La profesora de Lucía mueve mucho las manos, como si estuviera dirigiendo una orquesta de chimpancés nerviosos, pero delante de ella sólo estamos María y yo. Además de mover mucho las manos, habla muy deprisa, como un globo que hubiera retenido durante mucho tiempo el aire y por fin pudiera soltarlo. Casi puedo ver las palabras pasando por encima de mi. Estoy tan aturdido que no sé si atender a sus palabras o a sus manos. De verdad que no lo sé.
María la escucha con atención, con la parsimonia de la que ve subir un gusano peludo por la corteza de un árbol. En el cerebro de una mujer parece que hay tiempo suficiente para hacerlo todo. En el mío, no. Sólo he entendido la primera frase.
-Lucía va muy bien.
Que es una frase rotunda y definitiva. Puedes pedirle a alguien que te narre un partido o que te diga el resultado. Esa frase es el resultado, el marcador que demuestra que Lucía gana por goleada en todos los campos en los que se presenta. Yo me siento orgulloso como padre y más contento estaría si fuera su entrenador, pero no sé hasta qué punto un padre es entrenador o la habilidad de hacerlo bien sobre tierra o barro es algo genético.
Debate inútil porque después de esa frase, que es como una salsa dulce y densa en la que me gusta que el cerebro se reboce, no entiendo nada más. Nada. Las manos, los chimpancés, el globo naranja que se desinfla y mi incapacidad de organizarlo todo.
Presto atención entonces a cosas que no se mueven. En comparación con la profesora, todo está aún más quieto, un grado por debajo de la inmovilidad, para el que debe existir una palabra que yo no sé. Un tarro con un tallo verde, un cartel con la palabra blackboard, una caja con los lápices revueltos, una g de trazo grueso y grande pegada en una pared, una percha pequeña con un nombre escrito a mano encima, la tabla del pupitre en la que apoyo los brazos, una celda con una taza roja de plástico, un pequeño aparato de música, una flor pegada en el cristal, una lista encabezada por la palabra cuentas y , debajo, los nombres de todos los niños con distintas pegatinas azules al lado de cada uno.

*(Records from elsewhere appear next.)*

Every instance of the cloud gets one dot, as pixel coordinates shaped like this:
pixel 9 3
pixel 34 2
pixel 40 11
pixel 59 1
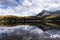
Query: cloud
pixel 27 7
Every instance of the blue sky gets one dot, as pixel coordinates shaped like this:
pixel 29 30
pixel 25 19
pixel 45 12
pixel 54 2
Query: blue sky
pixel 27 7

Ese rápido inventario lo combino con miradas a la profesora para no resultar maleducado, porque esa profesora habla con cariño de Lucía, y eso es lo que más valoro. Cuando asumo que no voy a poder subirme a ese tren que se aleja, en el que mi mujer y la profesora hablan, dejo de correr y me dedico a pasear. Estar ahí sentado, en una clase de niños de seis años, sienta muy bien. Deberían alquilar estas aulas para ejecutivos desorientados o, en general, para desorientados. A pesar del desorden de los objetos, todo parece estar aquí en su sitio. Están en la fase del “Había una vez” y si consigues sentirte a gusto en una pequeña silla diseñada para el culo de un niño de seis años, el resto te será concedido.
Tan tranquilo estoy que acabo convirtiéndome en el gusano que sube por el árbol. Me cuesta un poco de tiempo darme cuenta, al cabo de un rato, de que esta tregua se ha terminado. Las dos mujeres se están poniendo de pie. Realizar la metamorfosis y convertirse en gusano es muy fácil, diga lo que diga Kafka, lo que duele es volver a ser persona en una historia que está más cerca del “colorín, colorado”.
-Y este es el pupitre de Lucía – nos dice la profesora al salir de clase. Me fijo en que tiene los ojos azules. En ese momento pienso que todas las profesoras deberían tener los ojos azules.
Paso la mano por el pupitre. Podríamos decir que es una caricia, sí, pero es que los gusanos somos así de sentimentales.